The novel's climax directly referenced Rizal, and its ending was a nod to the ending of Noli Me Tangere. The final words in Bleeding Sun paraphrased the dying Elias's lament in the last chapter of the Noli (translated by Charles E. Derbyshire): "I die without seeing the dawn brighten over my native land! You, who are to see it, welcome it—and forget not those who have fallen during the night!" In Bleeding Sun, this lament was transmuted into a challenge to the next generation, urging them to act, to strive to prove that the death of a progressive man was not in vain.

* * *
 
In Kapag Sumalupa ang Gunita (When Memory Lands on Earth), a selection of Sicat's journal entries published in 2018 by Ateneo de Naga University Press, he expressed his ambivalent and often hostile attitude toward Filipino writers writing in the English language. He was uncompromising in his position that only one's native language can fully and authentically express one's aspirations.

Saang wika susulat? Sumulat ka sa wika ng iyong panaginip. Iyan ang bukal ng tunay mong sarili. Aral, kundi man artipisyal, ang sumulat sa ibang wika. May malalalim na lugar na di nasisid ng Ingles. Sa tabi o sa gilid lamang ito nakapapaligo pagkat di marunong lumangoy, o kung marunong maý sa swimming pool lamang.

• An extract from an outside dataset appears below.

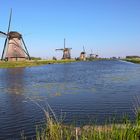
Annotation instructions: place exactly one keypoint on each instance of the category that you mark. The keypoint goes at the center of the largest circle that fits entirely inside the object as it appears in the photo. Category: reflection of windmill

Di sa ilog o lawa o dagat.

[In what language should one write? Write in the language of your dreams. That is the source of your true self. To write in other languages is, if not artificial, merely an acquired habit. There are depths that the English language could not fathom. Because it does not know how to swim, it could only bathe in the shallow parts of the water. Or, if it does know how to swim, it could only immerse in swimming pools.
 
Not in rivers or lakes or seas.]

Sicat believed that revolutionary thought was only possible through the use of Filipino language. It enabled one to look inward, not outward, and to bring out the inner self. The use of foreign languages, he wrote in his journals, destroyed Philippine folklore. Filipino writers in English were only able to build artificial worlds. Ang paggamit ng banyagang wika'y pagbura ng gunita. (To write in a foreign language is to erase memory.) This linguistic position put Sicat at odds with many established writers in his time.

In Bleeding Sun, it was safe to say that he would make an exception to his attitude toward the English language, and that he would even be proud of the result, not only because it was his novel that was translated and that it was his daughter who translated it. Ma. Aurora L. Sicat's version captured well Rogelio Sicat's depiction of rural Philippines farm life of the previous century. It produced English equivalents for the Tagalog rhythms of farm work and their interplay with the natural world, as well as the heroic struggles of peasant farmers. 
 
Rogelio Sicat himself was a translator. He produced a Filipino version of Karel Čapek's R.U.R.: Rossum's Universal Robots (reviewed here) and William J. Pomeroy's The Forest: A Personal Record of the Huk Guerrilla Struggle in the Philippines. He knew how supplanting words from one language to another was a creative act that goes beyond mere word substitution or replacement. In Bleeding Sun, the world of Dugo sa Bukang-Liwayway was not artificial but a dramatic world of feelings and conflicts, an assembly of chronological scenes contextualized in history. Despite its dark ending, the novel was inspiring and fully alive in its story of enduring class struggles from the point of view of the working class.